Abstract:
Phishing is a deceptive culture and a shape of a cyber-attack schematic which evolved with the sole
intention of collecting confidential information by containing the camouflage of the original
website. Most of the people lead a broad range of business online, they can offer and purchase
merchandise, perform diverse banking deeds and indeed take part in political and social selection
through online vote casting. Neither purchaser nor vendor needs to meet for any type of transaction
and a purchaser can in some cases be trading with a deceptive business that does not really exist.
An ordinary hazard comes from reputed phishing websites, which have become an issue for online
banking and e-commerce clients. Phishing websites endeavor to trap individuals into uncovering
secure data in order for the fraudster to get to their accounts. The websites that look like
legitimate entities used for users who lack knowledge of browser clues and security
indicators.
The aim of the study is to propose an intelligent framework to detect phishing URLs which
generates a scientific report by evaluating various multi-layer approaches. This scientific report
provides information on the best architecture for phishing URLs detection and also helps antiphishing tools developers to make an initial decision about approach that should be followed.

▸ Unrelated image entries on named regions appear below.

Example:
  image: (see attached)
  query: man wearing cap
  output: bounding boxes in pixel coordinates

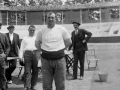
[69,21,92,80]
[0,23,10,90]
[35,12,71,90]
[6,25,20,84]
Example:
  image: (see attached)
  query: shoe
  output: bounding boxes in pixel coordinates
[79,76,83,80]
[7,80,12,84]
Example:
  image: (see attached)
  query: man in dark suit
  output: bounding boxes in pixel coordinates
[69,21,92,80]
[0,23,10,90]
[6,25,20,84]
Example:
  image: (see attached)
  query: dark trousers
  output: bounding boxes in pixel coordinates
[6,59,17,81]
[24,51,38,87]
[42,58,66,90]
[0,57,7,89]
[73,49,85,78]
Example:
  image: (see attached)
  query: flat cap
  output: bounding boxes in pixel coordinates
[7,25,15,29]
[72,21,81,25]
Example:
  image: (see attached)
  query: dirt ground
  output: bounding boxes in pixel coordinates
[90,44,120,90]
[8,44,120,90]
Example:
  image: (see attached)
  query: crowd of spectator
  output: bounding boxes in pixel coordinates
[0,0,120,6]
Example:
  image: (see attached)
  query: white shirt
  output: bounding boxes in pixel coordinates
[9,33,13,43]
[19,36,37,58]
[36,25,70,51]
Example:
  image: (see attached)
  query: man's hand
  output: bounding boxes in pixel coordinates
[82,40,86,43]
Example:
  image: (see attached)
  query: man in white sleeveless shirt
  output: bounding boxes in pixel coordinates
[35,12,71,90]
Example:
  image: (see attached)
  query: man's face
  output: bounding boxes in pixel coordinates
[47,13,55,24]
[28,27,35,36]
[73,23,79,30]
[8,28,14,34]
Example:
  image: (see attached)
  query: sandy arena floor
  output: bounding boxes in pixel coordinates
[8,44,120,90]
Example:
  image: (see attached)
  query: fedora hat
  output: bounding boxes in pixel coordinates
[7,25,15,29]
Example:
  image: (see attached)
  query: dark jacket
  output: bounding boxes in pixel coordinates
[6,33,20,55]
[0,33,10,55]
[69,29,92,53]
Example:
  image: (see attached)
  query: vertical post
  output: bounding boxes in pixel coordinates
[119,6,120,21]
[43,11,46,25]
[16,11,18,25]
[80,9,82,24]
[7,11,9,25]
[62,11,64,24]
[25,11,27,25]
[0,11,2,23]
[99,8,102,23]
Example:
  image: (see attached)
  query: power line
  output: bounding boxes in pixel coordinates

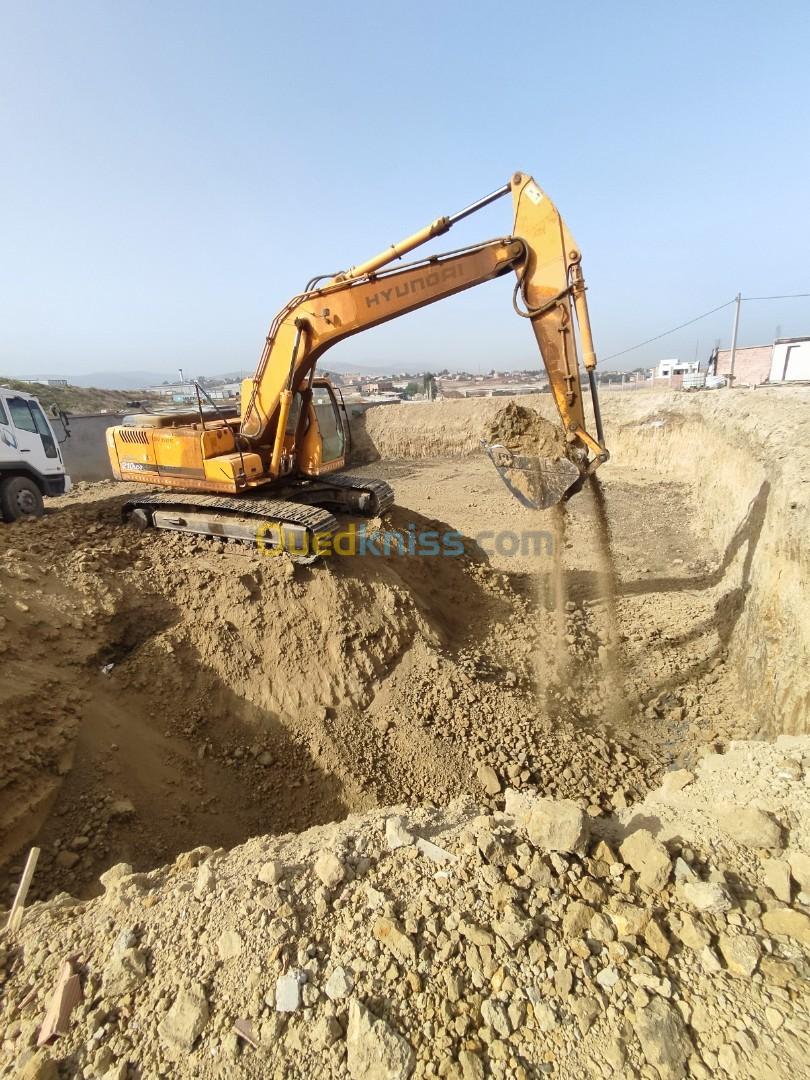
[740,293,810,300]
[602,293,810,363]
[602,300,735,363]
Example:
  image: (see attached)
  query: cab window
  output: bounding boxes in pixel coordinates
[9,397,37,435]
[312,387,343,461]
[28,402,56,458]
[8,397,57,458]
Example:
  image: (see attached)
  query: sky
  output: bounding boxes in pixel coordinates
[0,0,810,378]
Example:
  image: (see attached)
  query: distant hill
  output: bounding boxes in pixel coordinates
[0,375,159,415]
[34,372,166,390]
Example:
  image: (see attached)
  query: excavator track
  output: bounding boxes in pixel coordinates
[121,492,340,563]
[285,473,394,517]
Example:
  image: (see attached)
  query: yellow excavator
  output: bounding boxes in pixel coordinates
[107,173,608,561]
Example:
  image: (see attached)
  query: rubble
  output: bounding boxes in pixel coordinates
[3,740,810,1080]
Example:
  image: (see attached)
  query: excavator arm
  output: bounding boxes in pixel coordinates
[241,173,608,494]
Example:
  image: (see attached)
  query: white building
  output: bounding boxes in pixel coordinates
[768,338,810,382]
[656,360,698,379]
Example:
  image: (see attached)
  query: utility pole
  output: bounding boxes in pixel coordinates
[728,293,742,389]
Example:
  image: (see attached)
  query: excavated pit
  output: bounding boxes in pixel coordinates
[0,391,810,897]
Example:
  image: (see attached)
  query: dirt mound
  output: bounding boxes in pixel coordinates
[487,402,567,461]
[0,739,810,1080]
[0,485,657,895]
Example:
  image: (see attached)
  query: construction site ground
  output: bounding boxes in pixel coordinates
[0,390,810,1080]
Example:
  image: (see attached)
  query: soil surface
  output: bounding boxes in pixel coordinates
[0,391,810,1080]
[0,438,750,895]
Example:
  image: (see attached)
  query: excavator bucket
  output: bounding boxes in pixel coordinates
[482,441,581,510]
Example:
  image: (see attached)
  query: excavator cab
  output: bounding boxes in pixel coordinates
[295,379,349,476]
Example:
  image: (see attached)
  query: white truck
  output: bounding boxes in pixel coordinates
[0,387,70,522]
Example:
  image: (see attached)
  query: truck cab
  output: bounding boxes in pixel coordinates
[0,387,70,522]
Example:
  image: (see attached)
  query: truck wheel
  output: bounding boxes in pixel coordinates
[0,476,45,522]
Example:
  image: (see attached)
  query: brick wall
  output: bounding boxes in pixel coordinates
[717,345,773,384]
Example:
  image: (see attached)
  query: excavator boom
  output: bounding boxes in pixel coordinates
[107,173,608,558]
[241,173,608,486]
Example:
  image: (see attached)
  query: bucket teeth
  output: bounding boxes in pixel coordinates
[482,443,580,510]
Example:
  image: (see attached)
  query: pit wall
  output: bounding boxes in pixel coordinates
[359,387,810,738]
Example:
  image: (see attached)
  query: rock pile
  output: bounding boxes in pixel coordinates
[0,739,810,1080]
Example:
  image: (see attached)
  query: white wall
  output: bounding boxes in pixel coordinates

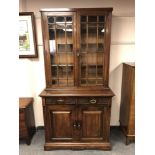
[19,0,135,126]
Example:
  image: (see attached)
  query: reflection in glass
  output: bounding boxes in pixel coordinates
[80,16,105,86]
[48,16,74,86]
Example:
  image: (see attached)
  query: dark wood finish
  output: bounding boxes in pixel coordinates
[19,12,38,58]
[40,8,114,150]
[19,98,36,145]
[120,63,135,144]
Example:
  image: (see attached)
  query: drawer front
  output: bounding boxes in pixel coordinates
[45,97,76,104]
[78,97,111,104]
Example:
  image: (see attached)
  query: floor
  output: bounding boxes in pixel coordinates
[19,128,135,155]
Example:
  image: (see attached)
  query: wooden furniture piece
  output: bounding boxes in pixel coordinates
[19,97,36,145]
[40,8,114,150]
[120,63,135,144]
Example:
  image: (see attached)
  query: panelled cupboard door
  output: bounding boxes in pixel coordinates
[42,12,76,87]
[79,105,110,142]
[46,105,75,141]
[77,10,111,86]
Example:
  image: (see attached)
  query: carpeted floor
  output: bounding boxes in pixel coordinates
[19,128,135,155]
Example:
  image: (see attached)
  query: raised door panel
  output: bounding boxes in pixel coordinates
[79,104,110,142]
[47,105,75,141]
[82,110,102,138]
[42,12,76,87]
[79,105,103,141]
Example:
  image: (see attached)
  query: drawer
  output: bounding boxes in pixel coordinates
[78,97,110,104]
[45,97,76,104]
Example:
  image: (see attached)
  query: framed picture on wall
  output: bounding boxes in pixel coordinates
[19,12,38,58]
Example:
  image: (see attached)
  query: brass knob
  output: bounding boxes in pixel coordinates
[89,99,96,104]
[57,99,64,103]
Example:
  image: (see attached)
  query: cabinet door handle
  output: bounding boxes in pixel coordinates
[77,122,81,130]
[73,122,77,129]
[89,99,96,104]
[57,99,64,103]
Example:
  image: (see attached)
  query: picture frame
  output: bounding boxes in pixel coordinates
[19,12,38,58]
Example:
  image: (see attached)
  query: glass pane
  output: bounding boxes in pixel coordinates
[59,79,67,86]
[58,65,67,78]
[66,16,72,23]
[49,29,56,54]
[56,16,65,23]
[81,66,86,78]
[81,16,87,22]
[81,53,87,65]
[56,29,65,44]
[51,65,58,78]
[52,80,58,85]
[88,26,97,44]
[88,80,96,85]
[97,52,103,65]
[68,79,74,86]
[80,16,105,86]
[87,53,97,65]
[97,80,103,85]
[88,43,97,52]
[81,80,86,85]
[81,24,87,44]
[48,17,55,23]
[97,66,103,78]
[48,16,74,86]
[99,16,104,22]
[88,66,96,78]
[67,65,74,79]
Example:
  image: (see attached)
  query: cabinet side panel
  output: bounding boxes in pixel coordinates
[82,111,102,138]
[51,111,72,138]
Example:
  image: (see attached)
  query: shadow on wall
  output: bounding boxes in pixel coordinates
[109,63,123,126]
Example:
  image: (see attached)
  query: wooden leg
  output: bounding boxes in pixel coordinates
[26,138,31,145]
[126,136,130,145]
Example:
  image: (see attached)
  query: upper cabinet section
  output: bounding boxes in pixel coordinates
[41,8,112,88]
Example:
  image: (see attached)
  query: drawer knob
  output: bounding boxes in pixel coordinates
[57,99,64,103]
[89,99,96,104]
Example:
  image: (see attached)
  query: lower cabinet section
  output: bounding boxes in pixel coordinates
[42,97,111,150]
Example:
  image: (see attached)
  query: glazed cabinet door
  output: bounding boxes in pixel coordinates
[42,12,76,87]
[79,105,110,142]
[46,105,75,141]
[77,11,111,86]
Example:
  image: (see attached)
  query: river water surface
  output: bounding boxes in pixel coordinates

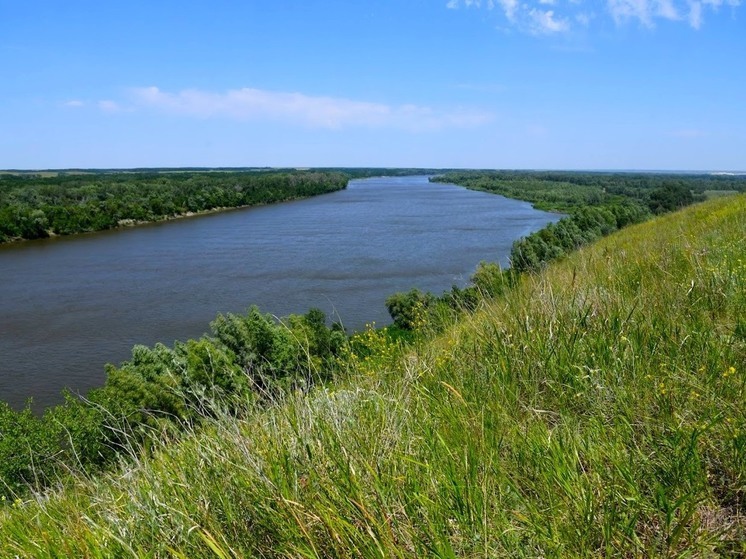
[0,176,558,411]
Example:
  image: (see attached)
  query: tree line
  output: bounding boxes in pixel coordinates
[0,171,349,243]
[432,171,746,272]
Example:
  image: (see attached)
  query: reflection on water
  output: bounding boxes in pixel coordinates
[0,177,557,409]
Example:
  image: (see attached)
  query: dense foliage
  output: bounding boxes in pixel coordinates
[0,307,347,498]
[0,170,349,242]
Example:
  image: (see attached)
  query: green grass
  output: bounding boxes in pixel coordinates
[0,196,746,558]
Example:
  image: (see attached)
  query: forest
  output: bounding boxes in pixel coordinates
[0,170,349,243]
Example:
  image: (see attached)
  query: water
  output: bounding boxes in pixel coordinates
[0,177,557,410]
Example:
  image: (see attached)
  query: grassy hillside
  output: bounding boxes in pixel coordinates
[0,196,746,558]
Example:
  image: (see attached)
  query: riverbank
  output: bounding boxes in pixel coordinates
[0,191,746,558]
[0,171,350,243]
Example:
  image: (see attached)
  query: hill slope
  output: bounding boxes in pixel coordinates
[0,196,746,557]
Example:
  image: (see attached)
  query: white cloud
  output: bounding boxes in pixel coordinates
[97,99,122,113]
[446,0,742,34]
[125,87,492,131]
[670,128,707,140]
[529,9,570,34]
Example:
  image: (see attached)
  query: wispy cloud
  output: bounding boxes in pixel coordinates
[97,99,123,113]
[122,87,492,131]
[528,8,570,35]
[669,128,708,140]
[446,0,742,30]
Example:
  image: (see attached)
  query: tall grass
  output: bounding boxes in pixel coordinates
[0,196,746,558]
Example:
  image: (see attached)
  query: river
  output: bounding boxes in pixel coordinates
[0,176,558,411]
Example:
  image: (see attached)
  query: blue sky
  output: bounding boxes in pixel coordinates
[0,0,746,170]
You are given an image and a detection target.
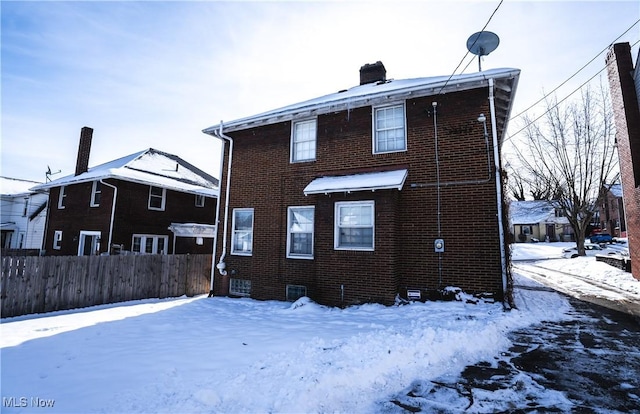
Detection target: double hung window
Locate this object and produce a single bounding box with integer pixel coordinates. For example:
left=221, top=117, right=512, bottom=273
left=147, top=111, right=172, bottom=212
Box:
left=334, top=201, right=375, bottom=251
left=149, top=186, right=167, bottom=211
left=231, top=208, right=253, bottom=256
left=373, top=104, right=407, bottom=154
left=291, top=119, right=317, bottom=162
left=131, top=234, right=169, bottom=254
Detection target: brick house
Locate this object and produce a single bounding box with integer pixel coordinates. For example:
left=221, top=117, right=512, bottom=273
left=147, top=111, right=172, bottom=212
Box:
left=606, top=43, right=640, bottom=280
left=33, top=127, right=218, bottom=256
left=203, top=62, right=520, bottom=306
left=509, top=200, right=575, bottom=243
left=596, top=184, right=627, bottom=237
left=0, top=177, right=48, bottom=254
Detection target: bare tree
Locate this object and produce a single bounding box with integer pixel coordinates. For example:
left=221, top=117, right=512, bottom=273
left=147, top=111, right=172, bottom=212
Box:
left=515, top=86, right=619, bottom=256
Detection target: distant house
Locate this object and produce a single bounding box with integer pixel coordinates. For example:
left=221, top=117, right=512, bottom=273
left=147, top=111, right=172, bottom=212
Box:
left=509, top=200, right=575, bottom=243
left=204, top=62, right=520, bottom=306
left=606, top=43, right=640, bottom=280
left=597, top=184, right=627, bottom=237
left=0, top=177, right=48, bottom=253
left=33, top=127, right=218, bottom=255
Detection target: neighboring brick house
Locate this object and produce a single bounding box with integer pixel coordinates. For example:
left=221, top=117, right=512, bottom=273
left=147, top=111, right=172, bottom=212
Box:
left=596, top=184, right=627, bottom=237
left=204, top=62, right=520, bottom=306
left=33, top=127, right=218, bottom=255
left=509, top=200, right=575, bottom=243
left=606, top=43, right=640, bottom=280
left=0, top=177, right=48, bottom=254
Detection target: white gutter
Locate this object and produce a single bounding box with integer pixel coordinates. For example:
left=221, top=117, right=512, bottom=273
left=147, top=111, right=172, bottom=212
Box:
left=206, top=121, right=233, bottom=280
left=100, top=179, right=117, bottom=254
left=209, top=139, right=226, bottom=297
left=203, top=68, right=520, bottom=135
left=489, top=79, right=507, bottom=303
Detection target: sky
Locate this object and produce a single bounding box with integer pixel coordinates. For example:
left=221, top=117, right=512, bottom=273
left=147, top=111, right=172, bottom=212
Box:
left=0, top=0, right=640, bottom=181
left=0, top=243, right=640, bottom=414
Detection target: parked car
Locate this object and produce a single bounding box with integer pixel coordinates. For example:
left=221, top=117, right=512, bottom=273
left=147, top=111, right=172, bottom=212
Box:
left=589, top=233, right=613, bottom=244
left=562, top=243, right=604, bottom=259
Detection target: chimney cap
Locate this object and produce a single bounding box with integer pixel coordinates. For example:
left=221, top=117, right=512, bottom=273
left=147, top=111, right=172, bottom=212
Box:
left=360, top=60, right=387, bottom=85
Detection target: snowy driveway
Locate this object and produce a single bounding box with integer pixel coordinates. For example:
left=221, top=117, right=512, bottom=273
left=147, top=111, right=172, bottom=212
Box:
left=382, top=286, right=640, bottom=413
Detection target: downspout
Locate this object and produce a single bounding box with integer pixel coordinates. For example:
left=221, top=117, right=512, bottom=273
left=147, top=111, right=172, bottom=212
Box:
left=489, top=78, right=507, bottom=304
left=100, top=179, right=118, bottom=254
left=213, top=121, right=233, bottom=276
left=209, top=139, right=226, bottom=298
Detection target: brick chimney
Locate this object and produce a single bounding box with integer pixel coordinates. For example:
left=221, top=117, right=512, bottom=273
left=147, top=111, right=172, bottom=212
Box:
left=360, top=61, right=387, bottom=85
left=76, top=127, right=93, bottom=175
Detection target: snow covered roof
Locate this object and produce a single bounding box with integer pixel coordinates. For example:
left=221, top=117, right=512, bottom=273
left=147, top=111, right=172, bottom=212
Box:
left=509, top=200, right=569, bottom=225
left=32, top=148, right=218, bottom=197
left=0, top=177, right=41, bottom=196
left=304, top=169, right=407, bottom=195
left=203, top=68, right=520, bottom=135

This paper proposed a novel phishing URLs detection architecture using a) Deep Neural Network
(DNN) b) Neural Network (NN) c) Stacking. In the first level, stacking base classifier provides
temporary prediction along with cross validation and crisps prediction. After the completion of the
cross validation, the second level requires another additional classifier called meta-estimator that
is used in the train set and performed on a test set for final prediction. Neural networks work well
with this dataset for better training, time and complexity. Two types of neural networks are used
for neural network architecture, five layers are used for deep neural networks and two layers are
used for artificial neural networks. Optimized parameters have been used for neural network
architecture, along with five types of adaptive learning optimization algorithms, in combination
with which a better result is selected.
In the case of five-layer Deep Neural networks along with 50 epochs can provide higher accuracy
of 0.95, the minimum mean squared error of 0.30, and also a minimum error rate of 0.074. Using
two-layer neural networks along with 150 epochs can provide higher accuracy of 0.95, the
minimum mean squared error of 0.29 and also a minimum error rate of 0.07. Stack generalization
can reach maximum accuracy 0.97 in binary classification and also provide minimum error rate
MAE 2.1.
Machine learning approaches were utilized to identify the modern as well as the variation of
malicious URL viably. In any case, by the advancement of exploration in machine learning-based
inquiry about, it can be observed that deep learning-based architectures performed better in
comparison to the machine learning algorithm.